Consider the linear regression model in the case where number of training samples $n$ < number of parameters $d$ (overparametrized linear regression). The model is
$$y_i = <\beta,\mathbf{x}_i> +\epsilon_i, \quad \beta\in\mathbb{R}^d,\ \epsilon_i\in\mathbb{R},\ i=1,\dots,n$$
where $\epsilon$ is zero-mean noise. Let $\mathbf{X}\in\mathbb{R}^{n\times d}$ be the data matrix:
\begin{align} \mathbf{X} &= \begin{bmatrix} \mathbf{x}_1\\ \mathbf{x}_2\\ \vdots \\ \mathbf{x}_n \end{bmatrix} \end{align}
Now, since $n<d$, $\mathbf{X}^T\mathbf{X}\in\mathbb{R}^{d\times d}$ is not invertible, since $$\text{rank}(\mathbf{X})=\text{rank}(\mathbf{X}^T) \leq \min \{n,d\}=n\implies \text{rank}(\mathbf{X}^T\mathbf{X})\leq n<d$$
There are clearly infinitely many $\beta$ such that
$$\mathbf{y}=\mathbf{X}\beta$$
I'm told that the minimum norm solution is
$$\beta^*=\mathbf{X}^{\dagger}y$$
where, in this specific case $n < d$, $\mathbf{X}^{\dagger}=\mathbf{X}^T(\mathbf{X} \mathbf{X}^T)^{-1}$. Can you help me prove this in a constructive manner?
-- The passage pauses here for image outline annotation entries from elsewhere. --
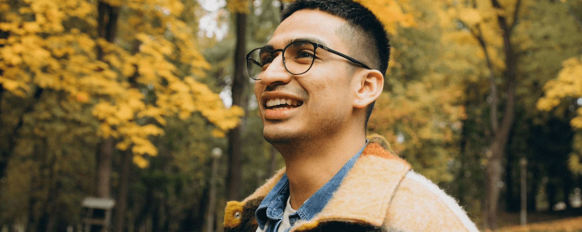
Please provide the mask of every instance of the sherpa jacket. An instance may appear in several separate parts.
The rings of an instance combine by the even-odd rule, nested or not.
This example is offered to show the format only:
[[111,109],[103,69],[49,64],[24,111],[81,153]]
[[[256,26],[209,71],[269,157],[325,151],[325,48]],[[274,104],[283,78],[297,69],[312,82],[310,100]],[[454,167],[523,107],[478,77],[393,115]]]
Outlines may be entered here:
[[[321,212],[292,231],[478,231],[456,201],[372,140]],[[225,232],[254,232],[255,211],[283,168],[242,202],[229,201]]]

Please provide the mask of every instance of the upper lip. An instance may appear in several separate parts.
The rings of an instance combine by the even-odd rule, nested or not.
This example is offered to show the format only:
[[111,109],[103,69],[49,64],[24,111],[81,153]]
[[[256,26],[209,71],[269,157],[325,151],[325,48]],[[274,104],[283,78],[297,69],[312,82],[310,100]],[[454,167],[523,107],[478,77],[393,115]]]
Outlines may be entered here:
[[303,102],[303,100],[296,95],[289,93],[281,91],[268,91],[263,92],[261,95],[261,104],[263,107],[266,107],[267,101],[269,99],[276,98],[286,98],[291,100],[297,100]]

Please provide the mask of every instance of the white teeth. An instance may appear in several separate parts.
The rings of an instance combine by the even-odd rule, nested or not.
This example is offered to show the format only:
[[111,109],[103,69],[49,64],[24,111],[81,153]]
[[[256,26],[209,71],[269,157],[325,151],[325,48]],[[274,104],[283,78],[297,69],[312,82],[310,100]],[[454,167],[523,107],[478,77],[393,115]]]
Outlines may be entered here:
[[[300,102],[300,101],[297,100],[294,100],[294,99],[292,100],[282,97],[282,98],[268,99],[267,100],[267,102],[265,103],[265,104],[267,105],[267,107],[270,107],[273,106],[276,106],[283,104],[286,104],[289,106],[298,106],[299,105]],[[278,108],[276,110],[279,108]]]

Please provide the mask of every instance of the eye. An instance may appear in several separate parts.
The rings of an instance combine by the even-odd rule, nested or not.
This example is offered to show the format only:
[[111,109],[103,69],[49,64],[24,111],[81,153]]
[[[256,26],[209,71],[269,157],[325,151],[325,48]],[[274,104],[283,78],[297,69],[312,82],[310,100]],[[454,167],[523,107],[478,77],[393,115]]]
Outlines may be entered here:
[[295,56],[296,59],[299,58],[313,58],[313,51],[307,49],[303,49],[297,53]]
[[268,65],[273,61],[272,56],[265,56],[264,57],[261,57],[261,67]]

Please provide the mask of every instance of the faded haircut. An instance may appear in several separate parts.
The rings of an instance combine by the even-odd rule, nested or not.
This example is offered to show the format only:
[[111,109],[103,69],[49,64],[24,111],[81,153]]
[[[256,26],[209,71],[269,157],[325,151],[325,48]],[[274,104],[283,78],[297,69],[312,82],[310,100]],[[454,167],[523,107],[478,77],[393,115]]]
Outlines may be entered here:
[[[296,0],[285,6],[279,21],[303,9],[321,10],[346,20],[347,25],[336,32],[349,45],[354,58],[385,75],[390,57],[388,37],[384,25],[370,9],[352,0]],[[364,128],[375,103],[366,107]]]

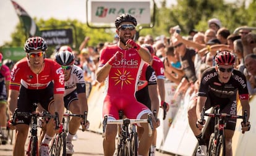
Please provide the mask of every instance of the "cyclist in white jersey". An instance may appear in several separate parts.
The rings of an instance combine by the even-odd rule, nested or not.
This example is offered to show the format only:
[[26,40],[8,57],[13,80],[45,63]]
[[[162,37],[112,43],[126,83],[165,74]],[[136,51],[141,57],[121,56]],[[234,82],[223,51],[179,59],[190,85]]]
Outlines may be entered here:
[[[83,114],[85,111],[88,112],[83,71],[74,64],[75,56],[72,49],[67,46],[61,47],[55,55],[55,61],[61,65],[64,73],[65,108],[74,114]],[[82,120],[80,117],[74,117],[69,121],[69,133],[66,138],[67,154],[72,155],[74,153],[72,140],[80,123],[83,129],[88,126],[88,121],[85,122]]]

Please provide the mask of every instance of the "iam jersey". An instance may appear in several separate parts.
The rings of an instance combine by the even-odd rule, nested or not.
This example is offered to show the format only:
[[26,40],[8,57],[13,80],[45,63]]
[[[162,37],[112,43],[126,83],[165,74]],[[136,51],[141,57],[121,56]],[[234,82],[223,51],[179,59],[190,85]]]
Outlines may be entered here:
[[63,70],[57,62],[48,59],[45,59],[45,67],[38,74],[30,70],[28,59],[23,59],[12,68],[11,78],[10,89],[19,91],[20,84],[28,89],[45,89],[52,81],[54,94],[63,94],[65,89]]
[[116,44],[108,46],[101,51],[99,67],[105,64],[117,51],[124,54],[124,57],[122,60],[116,62],[110,70],[106,84],[107,94],[135,97],[139,73],[145,62],[135,49],[124,50]]
[[84,92],[85,91],[85,81],[83,70],[79,67],[74,65],[70,72],[70,76],[65,81],[65,92],[64,96],[70,94],[77,89],[77,92]]
[[164,65],[160,59],[156,55],[153,55],[151,66],[156,72],[157,79],[164,79]]
[[203,73],[198,90],[198,96],[210,97],[212,102],[228,102],[229,99],[236,98],[238,91],[240,99],[248,99],[249,94],[245,76],[239,70],[234,70],[229,81],[221,83],[218,79],[215,67]]

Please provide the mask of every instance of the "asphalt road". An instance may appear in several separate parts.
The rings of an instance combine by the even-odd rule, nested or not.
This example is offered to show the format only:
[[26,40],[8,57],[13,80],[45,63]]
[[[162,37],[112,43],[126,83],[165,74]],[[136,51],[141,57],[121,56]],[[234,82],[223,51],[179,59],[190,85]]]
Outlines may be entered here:
[[[81,130],[79,130],[77,136],[77,140],[72,141],[75,150],[75,154],[73,155],[74,156],[104,155],[102,146],[103,138],[101,134],[91,131],[82,132]],[[26,144],[25,148],[27,148],[27,144]],[[12,146],[13,145],[11,145],[10,144],[0,145],[0,156],[12,156]],[[170,156],[172,155],[157,152],[155,155]]]

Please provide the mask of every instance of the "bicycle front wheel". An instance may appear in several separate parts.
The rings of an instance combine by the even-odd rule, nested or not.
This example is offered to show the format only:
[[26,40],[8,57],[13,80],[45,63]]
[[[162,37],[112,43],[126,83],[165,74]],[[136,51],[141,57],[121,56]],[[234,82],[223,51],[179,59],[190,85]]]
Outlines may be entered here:
[[225,156],[226,155],[226,145],[225,138],[223,135],[221,135],[217,142],[217,151],[216,155]]
[[215,144],[214,144],[214,133],[211,133],[210,138],[209,145],[208,146],[207,156],[214,156],[214,154],[216,154],[215,151]]
[[38,154],[38,140],[37,137],[34,136],[32,138],[32,141],[31,142],[31,150],[30,150],[30,156],[39,155]]
[[137,156],[139,147],[138,134],[135,132],[132,133],[130,136],[130,139],[132,155]]

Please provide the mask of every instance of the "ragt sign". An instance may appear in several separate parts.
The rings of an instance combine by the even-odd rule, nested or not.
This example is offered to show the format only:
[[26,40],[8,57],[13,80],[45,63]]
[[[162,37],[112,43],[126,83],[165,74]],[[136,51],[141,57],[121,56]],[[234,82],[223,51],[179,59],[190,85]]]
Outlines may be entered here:
[[114,23],[116,17],[129,14],[136,17],[140,24],[150,24],[150,0],[89,0],[87,18],[90,23]]

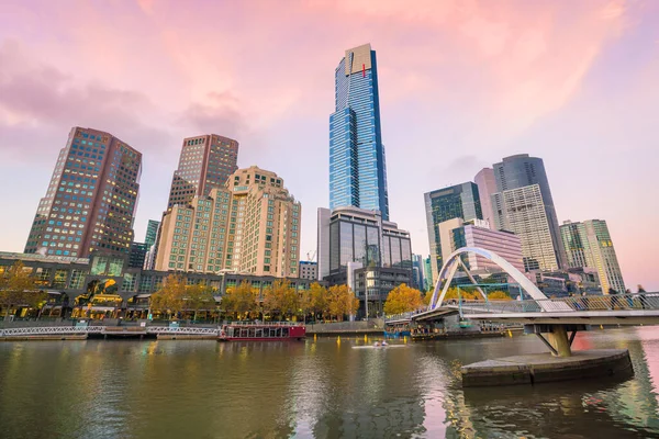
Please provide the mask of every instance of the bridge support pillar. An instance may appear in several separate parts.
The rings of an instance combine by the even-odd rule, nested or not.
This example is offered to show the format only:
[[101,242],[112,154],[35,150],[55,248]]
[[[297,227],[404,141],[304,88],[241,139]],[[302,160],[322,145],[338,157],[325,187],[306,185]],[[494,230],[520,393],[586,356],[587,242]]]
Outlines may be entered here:
[[570,340],[568,339],[568,330],[565,325],[555,325],[549,333],[549,342],[556,349],[556,357],[572,357]]

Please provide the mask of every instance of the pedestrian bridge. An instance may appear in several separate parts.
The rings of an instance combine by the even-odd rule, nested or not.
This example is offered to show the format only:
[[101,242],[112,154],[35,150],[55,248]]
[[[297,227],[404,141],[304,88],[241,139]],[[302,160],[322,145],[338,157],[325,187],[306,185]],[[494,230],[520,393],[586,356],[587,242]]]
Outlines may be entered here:
[[67,336],[200,336],[217,337],[216,327],[169,327],[169,326],[32,326],[0,329],[0,338],[67,337]]

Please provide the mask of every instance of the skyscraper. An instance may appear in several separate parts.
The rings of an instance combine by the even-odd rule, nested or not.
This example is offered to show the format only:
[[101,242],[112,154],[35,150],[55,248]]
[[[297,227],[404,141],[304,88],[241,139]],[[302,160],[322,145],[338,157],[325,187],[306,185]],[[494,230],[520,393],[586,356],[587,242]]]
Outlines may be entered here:
[[155,269],[297,277],[301,211],[275,172],[238,169],[164,215]]
[[330,209],[378,210],[382,219],[389,221],[376,52],[371,50],[370,44],[346,50],[334,75],[335,111],[330,116]]
[[478,187],[472,182],[438,189],[424,194],[433,279],[444,264],[439,224],[454,218],[482,219]]
[[494,212],[492,211],[492,194],[496,193],[496,180],[494,179],[494,170],[492,168],[481,169],[473,182],[478,185],[478,194],[480,196],[481,210],[483,211],[483,219],[490,223],[490,228],[494,227]]
[[146,226],[146,235],[144,237],[144,244],[146,244],[147,248],[150,248],[154,244],[156,244],[156,237],[158,236],[158,227],[160,227],[159,221],[148,221],[148,224]]
[[[503,158],[493,168],[498,191],[492,195],[495,225],[500,229],[505,227],[522,238],[526,269],[556,270],[566,267],[566,251],[543,159],[518,154]],[[537,185],[537,191],[530,189],[533,185]],[[532,201],[532,204],[525,204],[526,201]],[[535,219],[526,218],[527,210]],[[541,216],[546,216],[546,219]],[[551,249],[545,238],[543,243],[537,243],[540,235],[545,236],[545,232],[549,234]]]
[[25,252],[127,255],[142,154],[102,131],[74,127],[41,200]]
[[604,294],[608,293],[608,289],[619,293],[625,291],[623,273],[605,221],[588,219],[583,223],[566,221],[560,226],[560,234],[570,268],[596,269]]
[[224,188],[228,176],[238,169],[237,160],[236,140],[216,134],[185,138],[167,210],[190,203],[194,195],[205,196],[214,188]]

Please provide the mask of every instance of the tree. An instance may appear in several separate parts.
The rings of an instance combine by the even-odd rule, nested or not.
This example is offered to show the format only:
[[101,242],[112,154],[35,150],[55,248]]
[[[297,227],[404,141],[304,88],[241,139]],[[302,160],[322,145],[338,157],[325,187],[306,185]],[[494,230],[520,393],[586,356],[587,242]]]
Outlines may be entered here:
[[330,286],[324,309],[330,317],[335,316],[340,322],[346,314],[355,314],[358,308],[359,300],[355,297],[348,285]]
[[45,293],[37,290],[27,270],[22,261],[16,261],[5,275],[0,275],[0,305],[4,308],[5,319],[12,306],[37,306],[46,297]]
[[422,306],[423,301],[421,300],[421,291],[401,283],[387,295],[384,313],[389,315],[402,314],[418,309]]
[[298,312],[299,297],[288,279],[277,280],[264,291],[264,312],[279,313],[281,317],[292,316]]
[[313,319],[316,319],[316,314],[325,309],[327,302],[327,289],[317,282],[310,285],[309,290],[302,292],[300,299],[300,307],[306,314],[313,314]]
[[156,291],[149,301],[152,309],[167,312],[168,317],[176,316],[183,311],[186,296],[186,281],[182,275],[169,274],[160,290]]
[[239,285],[227,289],[226,294],[222,297],[222,305],[230,313],[236,313],[238,316],[245,315],[257,311],[257,294],[249,282],[243,281]]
I tried to premultiply by $\mathbf{X}^T\in\mathbb{R}^{d\times n}$ (which is legit since $\mathbf{y}\in\mathbb{R}^n$), but I get
$$\mathbf{X}^T\mathbf{y}=\mathbf{X}^T\mathbf{X}\beta$$
and now I'm stuck because, as noted above, $=\mathbf{X}^T\mathbf{X}$ is not invertible.
EDIT: the solution
$$\beta^*=\mathbf{X}^{\dagger}y$$
is valid iif $\mathbf{X}\mathbf{X}^T$ is invertible. However, since $\mathbf{X}\mathbf{X}^T\in\mathbb{R}^{n\times n}$, $\text{rank}(\mathbf{X}^T\mathbf{X})\leq n $ and $\mathbf{X}$ is a random matrix, meaning that its rows are random vectors sampled from an (unknown) probability distribution, for most nondegenerate probability distributions $\mathbf{X}\mathbf{X}^T$ will be full rank.
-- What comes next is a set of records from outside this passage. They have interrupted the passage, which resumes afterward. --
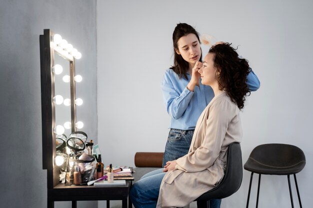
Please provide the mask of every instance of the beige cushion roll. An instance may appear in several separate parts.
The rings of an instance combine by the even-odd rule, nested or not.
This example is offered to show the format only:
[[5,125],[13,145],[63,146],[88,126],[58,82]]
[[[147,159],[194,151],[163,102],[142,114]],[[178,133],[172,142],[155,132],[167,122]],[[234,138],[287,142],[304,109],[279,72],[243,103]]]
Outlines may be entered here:
[[136,153],[135,166],[138,167],[162,168],[164,155],[164,153]]

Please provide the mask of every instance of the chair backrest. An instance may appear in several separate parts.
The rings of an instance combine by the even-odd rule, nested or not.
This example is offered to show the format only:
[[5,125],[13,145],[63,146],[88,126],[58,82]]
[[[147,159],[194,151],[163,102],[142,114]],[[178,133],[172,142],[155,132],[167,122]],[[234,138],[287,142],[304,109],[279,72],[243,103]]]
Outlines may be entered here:
[[236,193],[240,188],[242,180],[242,160],[240,144],[231,143],[227,150],[227,164],[225,175],[220,185],[206,192],[196,201],[223,199]]

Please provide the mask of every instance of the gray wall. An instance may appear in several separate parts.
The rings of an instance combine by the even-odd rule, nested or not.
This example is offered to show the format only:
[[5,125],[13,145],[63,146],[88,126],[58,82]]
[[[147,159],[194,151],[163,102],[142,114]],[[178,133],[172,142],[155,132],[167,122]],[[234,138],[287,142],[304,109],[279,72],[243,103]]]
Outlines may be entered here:
[[[42,170],[39,35],[58,33],[80,51],[76,94],[84,102],[78,119],[97,136],[96,0],[0,0],[0,207],[46,207]],[[88,107],[88,108],[87,108]],[[90,207],[78,202],[78,207]],[[92,202],[96,207],[96,202]],[[70,202],[56,207],[71,207]]]
[[[261,81],[242,113],[243,161],[261,144],[302,149],[307,163],[298,184],[303,207],[310,207],[312,7],[310,0],[98,1],[98,137],[104,163],[134,165],[136,152],[164,151],[170,119],[160,83],[172,64],[172,31],[186,22],[240,45],[239,53]],[[250,175],[244,173],[240,189],[222,200],[222,208],[245,207]],[[264,176],[262,181],[260,207],[290,207],[286,177]],[[252,190],[250,207],[256,187]],[[294,199],[298,207],[296,195]]]

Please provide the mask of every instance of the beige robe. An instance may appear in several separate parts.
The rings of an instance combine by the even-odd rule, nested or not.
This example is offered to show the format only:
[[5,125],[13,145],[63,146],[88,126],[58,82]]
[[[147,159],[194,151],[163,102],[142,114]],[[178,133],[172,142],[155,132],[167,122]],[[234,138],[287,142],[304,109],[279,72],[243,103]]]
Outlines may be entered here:
[[218,185],[224,176],[228,146],[240,142],[242,136],[240,111],[222,92],[199,117],[188,154],[163,178],[156,208],[185,207]]

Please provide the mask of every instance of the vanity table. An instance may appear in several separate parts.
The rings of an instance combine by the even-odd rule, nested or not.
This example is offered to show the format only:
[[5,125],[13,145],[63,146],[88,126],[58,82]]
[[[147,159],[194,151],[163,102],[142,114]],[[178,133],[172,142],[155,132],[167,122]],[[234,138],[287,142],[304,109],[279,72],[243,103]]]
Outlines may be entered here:
[[[99,187],[94,186],[66,186],[60,183],[53,189],[48,189],[48,208],[54,207],[55,201],[72,201],[72,208],[76,207],[78,201],[106,200],[110,208],[110,200],[122,200],[122,208],[127,208],[128,198],[132,181],[126,186]],[[128,198],[128,207],[132,204]]]
[[[76,81],[77,80],[75,76],[75,55],[68,52],[70,51],[66,51],[66,49],[57,48],[58,45],[56,46],[56,42],[54,42],[54,35],[51,30],[46,29],[44,30],[43,35],[40,35],[42,169],[46,170],[47,172],[48,207],[54,208],[54,202],[56,201],[72,201],[72,208],[76,208],[78,201],[106,200],[107,207],[110,208],[110,200],[122,200],[122,208],[126,208],[128,195],[132,184],[131,181],[126,181],[126,186],[106,187],[66,186],[60,182],[60,167],[54,163],[57,155],[56,129],[56,126],[61,123],[56,121],[56,118],[56,118],[56,116],[57,107],[56,104],[58,103],[55,100],[57,96],[56,95],[55,76],[58,74],[56,71],[54,55],[63,58],[62,59],[66,60],[66,65],[69,65],[69,69],[67,70],[69,74],[68,94],[70,96],[68,99],[70,104],[68,104],[70,106],[68,106],[68,121],[69,121],[68,123],[70,123],[70,130],[69,131],[71,131],[70,132],[76,131]],[[130,208],[132,207],[129,198],[128,205]]]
EDIT2: a question was mentioned in the comments, which isn't related to my question. I explicitly asked for a constructive proof of the fact that, when $n<d$, the minimum norm solution is
$$\beta^*=\mathbf{X}^T(\mathbf{X} \mathbf{X}^T)^{-1}y$$
instead of the usual one, when $\mathbf{X}$ is full column rank
$$\beta^*=(\mathbf{X}^T \mathbf{X})^{-1}\mathbf{X}^Ty$$
Thus, answers that don't constructively derive this expression, are not answers to this question.